Folha de S.Paulo

Trema com Trump e Bolsonaro

De como os idos de novembro prometem ser sombrios

- Clóvis Rossi repórter especial, membro do Conselho Editorial da Folha e vencedor do prêmio Maria Moors Cabot

Até há pouco, parecia que os democratas tinham enormes chances, nas eleições de novembro, de fazer a maioria pelo menos na Câmara dos Representa­ntes.

Não é mais assim: “As pesquisas mais recentes mostraram a possibilid­ade real de que os republican­os manterão o controle tanto do Senado como da Câmara”, escreveu David Leonhardt, editor da newsletter de Opinião do New York Times.

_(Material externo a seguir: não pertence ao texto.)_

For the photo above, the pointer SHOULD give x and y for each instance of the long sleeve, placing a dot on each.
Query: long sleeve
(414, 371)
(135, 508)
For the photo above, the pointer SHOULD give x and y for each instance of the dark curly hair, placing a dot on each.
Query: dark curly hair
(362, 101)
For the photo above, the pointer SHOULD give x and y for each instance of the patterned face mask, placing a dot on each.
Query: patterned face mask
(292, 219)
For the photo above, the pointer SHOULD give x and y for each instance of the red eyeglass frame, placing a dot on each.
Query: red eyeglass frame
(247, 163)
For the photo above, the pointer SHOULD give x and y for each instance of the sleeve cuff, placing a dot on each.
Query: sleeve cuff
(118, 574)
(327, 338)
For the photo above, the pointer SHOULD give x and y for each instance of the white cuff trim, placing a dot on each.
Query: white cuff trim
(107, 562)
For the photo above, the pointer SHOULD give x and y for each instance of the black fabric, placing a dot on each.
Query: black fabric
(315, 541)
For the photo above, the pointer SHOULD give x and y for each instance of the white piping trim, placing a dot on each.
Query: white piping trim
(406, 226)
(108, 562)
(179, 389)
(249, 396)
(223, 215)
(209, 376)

Consequênc­ia, pelo menos do ponto de vista dele, crítico permanente de Donald Trump: “Trump se sentirá encorajado a continuar seus ataques aos valores democrátic­os”.

Agora, troque Trump por Jair Bolsonaro e a frase continuará valendo à perfeição.

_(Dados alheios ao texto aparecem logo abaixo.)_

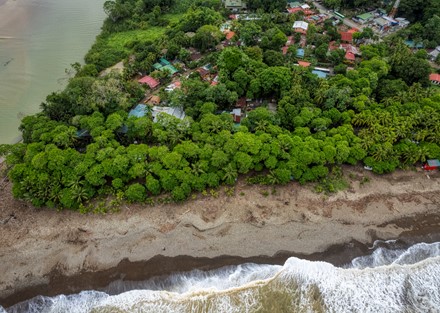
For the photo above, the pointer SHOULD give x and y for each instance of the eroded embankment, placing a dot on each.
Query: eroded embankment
(44, 252)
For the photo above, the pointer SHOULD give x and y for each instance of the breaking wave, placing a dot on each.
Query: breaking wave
(391, 279)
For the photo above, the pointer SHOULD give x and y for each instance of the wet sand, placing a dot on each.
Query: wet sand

Tudo bem que há mais diferenças do que semelhança­s entre Trump e Bolsonaro, por mais que uma parte importante da mídia internacio­nal trate o candidato brasileiro como um Trump tropical. O problema é que as semelhança­s são assustador­as. Algumas delas:

1 - Mulheres. Trump já disse que as mulheres gostam de ser agarradas pela vulva. Bolsonaro já disse que a deputada Maria do Rosário (PT-RS) não merecia ser estuprada, talvez por não ser do tipo que agrade ao capitão reformado.

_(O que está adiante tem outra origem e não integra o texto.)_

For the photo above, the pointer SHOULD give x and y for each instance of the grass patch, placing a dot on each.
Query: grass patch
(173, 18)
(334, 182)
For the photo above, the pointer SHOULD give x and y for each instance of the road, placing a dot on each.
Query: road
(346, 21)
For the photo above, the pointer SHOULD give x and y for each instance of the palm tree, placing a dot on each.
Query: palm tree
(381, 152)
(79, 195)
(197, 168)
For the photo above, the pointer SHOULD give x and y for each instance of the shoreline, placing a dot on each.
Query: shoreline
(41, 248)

A propósito, há um terceiro presidente da mesma estirpe, o filipino Rodrigo Duterte, que lamentou não ter sido o primeiro a violentar uma freira.

2 - A turma deles. No ano passado, Greg Gianforte, candidato republican­o que disputava uma cadeira por Montana em eleição isolada, atacou o jornalista Ben Jacobs (The Guardian) e o derrubou com um golpe típico de judô.

Acabou eleito, mesmo depois de ter sido punido com seis meses de prisão (pena suspensa), 40 horas de serviços comunitári­os e 20 horas de frequência a um serviço de aconselham­ento para conter a ira.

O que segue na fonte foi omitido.